Characterization of Unsteady Separation on a Surrogate Cargo Aircraft Model with Edge Rounding

Aft sections of military cargo aircraft fuselages manifest high upsweep angles to accommodate ramp doors, yielding a wake dominated by an unsteady, counter-rotating longitudinal vortex pair that increases the risk of paratrooper injury, cargo drop errors, tail strikes, and drag. Streamwise oriented cylinders truncated at an angle have provided useful insights, but the sharp edge between the cylinder and the base localizes flow separation, potentially eliminating low-frequency unsteady features on aircraft fuselages which are smooth. This work uses Large Eddy Simulations to explore the effect of edge rounding which allows the separation line to adapt continually to local conditions, with accompanying effects on the wake, thus facilitating extraction of key distinctions from the corresponding sharp-edged configuration dynamics.

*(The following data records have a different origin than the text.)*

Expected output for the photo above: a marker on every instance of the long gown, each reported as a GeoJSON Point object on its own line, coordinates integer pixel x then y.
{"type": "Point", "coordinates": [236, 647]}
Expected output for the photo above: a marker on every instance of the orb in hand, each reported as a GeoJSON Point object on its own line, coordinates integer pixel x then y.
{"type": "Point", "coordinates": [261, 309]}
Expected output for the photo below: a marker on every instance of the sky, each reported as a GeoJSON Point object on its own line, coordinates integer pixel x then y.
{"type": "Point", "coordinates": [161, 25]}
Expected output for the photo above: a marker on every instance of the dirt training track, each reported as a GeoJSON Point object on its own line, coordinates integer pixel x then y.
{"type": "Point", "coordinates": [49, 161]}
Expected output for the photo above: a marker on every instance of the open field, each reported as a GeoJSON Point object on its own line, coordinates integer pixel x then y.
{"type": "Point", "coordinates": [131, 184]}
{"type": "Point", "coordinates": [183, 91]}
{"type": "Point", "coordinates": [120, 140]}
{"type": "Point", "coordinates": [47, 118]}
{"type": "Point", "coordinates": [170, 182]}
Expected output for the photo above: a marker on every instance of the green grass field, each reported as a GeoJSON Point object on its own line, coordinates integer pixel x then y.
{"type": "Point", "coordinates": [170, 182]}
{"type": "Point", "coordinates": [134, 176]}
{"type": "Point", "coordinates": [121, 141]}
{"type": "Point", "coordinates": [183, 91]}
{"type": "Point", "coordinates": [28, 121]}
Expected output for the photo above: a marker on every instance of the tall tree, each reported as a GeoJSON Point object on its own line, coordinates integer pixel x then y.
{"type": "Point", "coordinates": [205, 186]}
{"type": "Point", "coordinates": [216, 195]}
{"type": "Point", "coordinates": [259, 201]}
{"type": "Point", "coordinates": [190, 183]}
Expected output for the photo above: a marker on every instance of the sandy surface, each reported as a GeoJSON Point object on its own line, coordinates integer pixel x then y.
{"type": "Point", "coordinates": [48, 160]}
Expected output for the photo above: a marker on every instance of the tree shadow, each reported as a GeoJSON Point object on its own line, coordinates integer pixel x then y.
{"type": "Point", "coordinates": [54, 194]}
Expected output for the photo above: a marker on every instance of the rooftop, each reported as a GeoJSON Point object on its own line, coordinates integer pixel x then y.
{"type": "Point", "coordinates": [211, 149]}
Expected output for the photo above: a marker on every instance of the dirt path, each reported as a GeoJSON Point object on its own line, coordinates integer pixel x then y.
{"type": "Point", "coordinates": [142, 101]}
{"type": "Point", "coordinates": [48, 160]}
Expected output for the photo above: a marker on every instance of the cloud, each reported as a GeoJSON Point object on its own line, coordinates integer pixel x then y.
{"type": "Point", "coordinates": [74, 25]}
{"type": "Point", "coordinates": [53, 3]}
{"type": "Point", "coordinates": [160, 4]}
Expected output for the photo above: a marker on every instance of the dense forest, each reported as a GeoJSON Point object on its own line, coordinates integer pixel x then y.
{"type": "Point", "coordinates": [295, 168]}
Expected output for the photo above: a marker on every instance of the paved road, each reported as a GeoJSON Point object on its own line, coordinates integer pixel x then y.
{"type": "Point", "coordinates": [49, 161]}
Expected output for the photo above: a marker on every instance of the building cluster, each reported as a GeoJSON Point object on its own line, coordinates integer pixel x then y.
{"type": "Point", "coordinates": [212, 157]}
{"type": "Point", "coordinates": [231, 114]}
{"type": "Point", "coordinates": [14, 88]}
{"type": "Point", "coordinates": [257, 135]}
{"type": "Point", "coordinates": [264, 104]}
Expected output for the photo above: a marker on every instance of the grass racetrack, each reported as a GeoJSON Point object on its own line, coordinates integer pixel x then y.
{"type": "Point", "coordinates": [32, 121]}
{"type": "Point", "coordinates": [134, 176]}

The interpretation of instantaneous streamlines is achieved with meaningful, synchronized instantaneous wall shear stress components and connected to the visualization and characterization of separation locus dynamics. The range of separation line movement is relatively small near the upstream apex (start of the basal upsweep), but increases in the circumferential direction towards the downstream apex on the upper side. The separation locus is well described by Spectral Proper Orthogonal Decomposition modes at low frequencies, specifically St = 0.13, approximately an order of magnitude lower than key unsteady features in the sharp-edge case.